The endless looting of Iraq
By Ghali Hassan
<snip>
Executives from ExxonMobil, BP, Shell and Halliburton and Iraqi expatriate conmen, described in the West as Iraqi "technocrats," have reached a deal to carve-up Iraqi oil, despite opposition from Iraqi oil workers and union leaders. It is described as the "second phase of the war," in which the invaders will divide the cake between themselves as reward for their crimes of aggression. "The decisions on how to carve up Iraq are being made behind close doors in Washington and London and Baghdad," said Greg Muttitt, a scholar with PLATFORM, an independent environmental group. The deal made easy by the deliberate ongoing cycle of violence in Iraq and the media complicity in manipulating and diverting the public from important and morally significant issues, such as the criminal nature of the Occupation and its effects on the daily living conditions of Iraqis
<snip>
Furthermore, Iraq oil is sold unmetered and more than $4 billion in oil export revenue was sold off illegally to U.S. cronies. "We do not know the exact quantity of oil we are exporting, we do not exactly know the prices we are selling it for, and we do not know where the oil revenue is going to," an Iraqi official in the Iraqi Oil Ministry told ISN Security Watch recently. This deliberately encouraged corruption, designed to undermine Iraq's future and contributes to lost potential oil revenue, is estimated to be $8 billion a year.
<snip>
The report shows clearly that the PSAs, if adopted, will put the Iraqi people on the road to permanent poverty. According to the report; "under PSAs future Iraqi governments would be prevented from changing tax rates or introducing stricter laws or regulations relating to labour standards, workplace safety, community relations, environment or other issues." At an oil price of $40 per barrel, Iraq stands to lose between $74 billion and $194 billion over the lifetime of the proposed contracts, from only the first 12 oilfields to be developed. These estimates, based on conservative assumptions, represent between two and seven times the current Iraqi government budget." The report added: "Under the likely terms of the contracts, oil company rates of return from investing in Iraq would range from 42 percent to 162 percent, far in excess of usual industry minimum target of around 12 percent return on investment."
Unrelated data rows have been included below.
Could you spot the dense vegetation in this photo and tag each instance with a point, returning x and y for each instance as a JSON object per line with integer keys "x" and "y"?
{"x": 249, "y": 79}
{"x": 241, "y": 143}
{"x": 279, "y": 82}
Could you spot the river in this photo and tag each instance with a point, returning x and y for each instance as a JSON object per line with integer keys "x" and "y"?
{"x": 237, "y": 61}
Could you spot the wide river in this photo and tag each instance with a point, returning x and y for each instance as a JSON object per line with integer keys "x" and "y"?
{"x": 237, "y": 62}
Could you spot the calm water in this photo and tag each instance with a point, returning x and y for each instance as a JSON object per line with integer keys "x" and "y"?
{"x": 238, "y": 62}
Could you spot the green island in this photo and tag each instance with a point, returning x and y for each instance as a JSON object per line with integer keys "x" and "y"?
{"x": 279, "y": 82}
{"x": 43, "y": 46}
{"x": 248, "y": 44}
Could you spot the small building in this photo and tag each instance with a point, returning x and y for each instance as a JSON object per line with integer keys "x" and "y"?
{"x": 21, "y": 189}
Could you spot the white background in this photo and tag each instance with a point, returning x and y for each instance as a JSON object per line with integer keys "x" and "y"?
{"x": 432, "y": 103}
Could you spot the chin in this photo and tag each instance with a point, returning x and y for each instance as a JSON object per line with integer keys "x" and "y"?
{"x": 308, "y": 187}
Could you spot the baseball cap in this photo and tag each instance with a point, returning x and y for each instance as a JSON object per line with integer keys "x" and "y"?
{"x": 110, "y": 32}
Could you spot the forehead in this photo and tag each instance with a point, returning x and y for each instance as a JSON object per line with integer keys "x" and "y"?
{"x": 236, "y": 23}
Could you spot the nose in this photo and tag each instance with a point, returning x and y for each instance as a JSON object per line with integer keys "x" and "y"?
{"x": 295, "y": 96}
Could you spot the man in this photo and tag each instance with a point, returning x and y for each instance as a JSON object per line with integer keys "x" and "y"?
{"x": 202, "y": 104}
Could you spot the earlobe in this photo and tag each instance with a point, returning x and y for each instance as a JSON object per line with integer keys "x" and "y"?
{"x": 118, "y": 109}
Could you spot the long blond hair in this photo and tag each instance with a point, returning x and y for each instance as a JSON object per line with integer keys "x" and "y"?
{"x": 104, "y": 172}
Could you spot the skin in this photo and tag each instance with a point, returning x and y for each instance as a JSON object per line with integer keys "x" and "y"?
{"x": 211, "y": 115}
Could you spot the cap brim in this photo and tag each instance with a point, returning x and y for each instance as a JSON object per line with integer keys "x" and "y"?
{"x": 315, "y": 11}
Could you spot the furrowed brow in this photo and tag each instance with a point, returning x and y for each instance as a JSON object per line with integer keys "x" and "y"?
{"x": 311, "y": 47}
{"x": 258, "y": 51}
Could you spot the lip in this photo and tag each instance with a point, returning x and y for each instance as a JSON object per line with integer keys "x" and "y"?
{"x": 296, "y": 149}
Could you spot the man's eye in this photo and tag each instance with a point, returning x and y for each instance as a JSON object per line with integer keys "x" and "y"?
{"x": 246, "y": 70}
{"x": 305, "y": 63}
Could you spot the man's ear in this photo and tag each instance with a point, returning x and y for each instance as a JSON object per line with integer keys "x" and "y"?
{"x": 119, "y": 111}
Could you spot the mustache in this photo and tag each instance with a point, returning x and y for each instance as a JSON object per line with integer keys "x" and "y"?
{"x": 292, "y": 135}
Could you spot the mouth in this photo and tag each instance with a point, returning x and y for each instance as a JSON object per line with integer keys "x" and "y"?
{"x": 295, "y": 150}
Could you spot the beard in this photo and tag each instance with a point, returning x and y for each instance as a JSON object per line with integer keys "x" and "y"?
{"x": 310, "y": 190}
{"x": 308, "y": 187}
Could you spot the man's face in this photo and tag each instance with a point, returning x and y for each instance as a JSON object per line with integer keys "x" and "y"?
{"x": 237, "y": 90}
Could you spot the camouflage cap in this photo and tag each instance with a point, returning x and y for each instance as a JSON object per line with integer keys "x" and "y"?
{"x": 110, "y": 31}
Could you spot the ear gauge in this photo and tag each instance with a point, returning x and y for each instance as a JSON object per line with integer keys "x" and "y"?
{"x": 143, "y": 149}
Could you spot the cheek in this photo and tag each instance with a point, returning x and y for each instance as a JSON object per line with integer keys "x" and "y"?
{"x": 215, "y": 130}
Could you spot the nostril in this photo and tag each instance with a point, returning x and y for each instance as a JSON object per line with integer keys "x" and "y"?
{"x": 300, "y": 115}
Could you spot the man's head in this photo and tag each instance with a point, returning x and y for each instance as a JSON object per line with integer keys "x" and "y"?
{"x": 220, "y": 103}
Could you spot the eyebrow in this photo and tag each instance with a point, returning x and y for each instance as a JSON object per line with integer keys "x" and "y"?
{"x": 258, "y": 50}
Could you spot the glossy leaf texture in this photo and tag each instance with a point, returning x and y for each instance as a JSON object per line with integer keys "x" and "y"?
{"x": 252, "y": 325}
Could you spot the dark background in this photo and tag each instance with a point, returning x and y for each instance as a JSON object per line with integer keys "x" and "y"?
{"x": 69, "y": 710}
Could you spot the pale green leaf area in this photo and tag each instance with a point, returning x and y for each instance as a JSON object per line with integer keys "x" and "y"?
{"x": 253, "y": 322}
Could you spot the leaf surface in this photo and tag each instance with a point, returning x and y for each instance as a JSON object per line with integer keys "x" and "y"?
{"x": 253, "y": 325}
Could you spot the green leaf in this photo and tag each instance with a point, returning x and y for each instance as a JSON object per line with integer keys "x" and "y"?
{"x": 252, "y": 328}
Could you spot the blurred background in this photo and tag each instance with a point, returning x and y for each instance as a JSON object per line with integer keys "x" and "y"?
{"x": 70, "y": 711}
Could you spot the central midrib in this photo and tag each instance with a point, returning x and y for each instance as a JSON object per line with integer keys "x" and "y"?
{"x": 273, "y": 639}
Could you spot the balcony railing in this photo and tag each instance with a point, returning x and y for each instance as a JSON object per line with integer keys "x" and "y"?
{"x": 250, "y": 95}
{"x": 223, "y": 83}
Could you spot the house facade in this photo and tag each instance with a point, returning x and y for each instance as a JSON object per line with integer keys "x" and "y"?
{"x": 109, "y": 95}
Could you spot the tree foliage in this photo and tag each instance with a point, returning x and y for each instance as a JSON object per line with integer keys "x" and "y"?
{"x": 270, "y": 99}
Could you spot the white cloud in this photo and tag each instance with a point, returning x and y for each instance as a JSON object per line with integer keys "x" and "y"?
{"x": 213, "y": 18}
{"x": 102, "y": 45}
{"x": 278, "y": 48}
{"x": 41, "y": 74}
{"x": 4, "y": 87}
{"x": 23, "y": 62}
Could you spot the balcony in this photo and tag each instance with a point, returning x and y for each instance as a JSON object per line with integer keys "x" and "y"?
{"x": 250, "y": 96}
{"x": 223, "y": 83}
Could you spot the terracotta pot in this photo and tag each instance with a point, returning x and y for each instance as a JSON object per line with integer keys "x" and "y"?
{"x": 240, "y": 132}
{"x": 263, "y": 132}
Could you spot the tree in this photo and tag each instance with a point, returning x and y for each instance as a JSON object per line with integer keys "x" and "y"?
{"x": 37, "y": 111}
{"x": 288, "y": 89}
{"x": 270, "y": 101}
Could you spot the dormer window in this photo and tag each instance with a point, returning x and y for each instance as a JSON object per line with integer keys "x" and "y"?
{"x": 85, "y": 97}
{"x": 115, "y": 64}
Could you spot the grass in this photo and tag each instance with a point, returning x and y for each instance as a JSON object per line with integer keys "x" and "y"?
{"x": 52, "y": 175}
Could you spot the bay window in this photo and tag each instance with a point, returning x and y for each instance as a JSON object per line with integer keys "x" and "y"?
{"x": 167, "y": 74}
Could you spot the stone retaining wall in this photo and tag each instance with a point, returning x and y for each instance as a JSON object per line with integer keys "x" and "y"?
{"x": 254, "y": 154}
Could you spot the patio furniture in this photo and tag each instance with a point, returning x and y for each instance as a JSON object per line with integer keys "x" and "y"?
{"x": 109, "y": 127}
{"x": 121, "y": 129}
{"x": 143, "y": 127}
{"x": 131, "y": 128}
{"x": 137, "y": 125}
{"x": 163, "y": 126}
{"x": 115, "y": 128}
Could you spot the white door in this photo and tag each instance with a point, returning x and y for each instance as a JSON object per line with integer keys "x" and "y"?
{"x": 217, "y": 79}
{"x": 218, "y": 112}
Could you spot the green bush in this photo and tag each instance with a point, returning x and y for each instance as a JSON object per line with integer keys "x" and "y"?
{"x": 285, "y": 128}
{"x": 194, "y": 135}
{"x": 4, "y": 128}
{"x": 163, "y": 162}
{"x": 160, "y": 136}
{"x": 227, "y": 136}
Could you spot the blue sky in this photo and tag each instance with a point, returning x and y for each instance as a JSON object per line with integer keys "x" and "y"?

According to Greg Muttitt, the lead author of the report, "For all the US administration's talk of creating a democracy in Iraq, in fact, their heavy pushing of PSAs stands to deprive Iraq of democratic control of its most important natural resource. I would even go further: the USA, Britain and the oil companies seem to be taking advantage of the weakness of Iraq's new institutions of government, and of the terrible violence in the country, by pushing Iraq to sign deals in this weak state, whose terms would last for decades. The chances of Iraq getting a good deal for its people in these circumstances are minimal; the prospect of mega-profitable deals for multinational oil companies is fairly assured," by the illegitimate actions of a puppet government subservient to imperialist powers.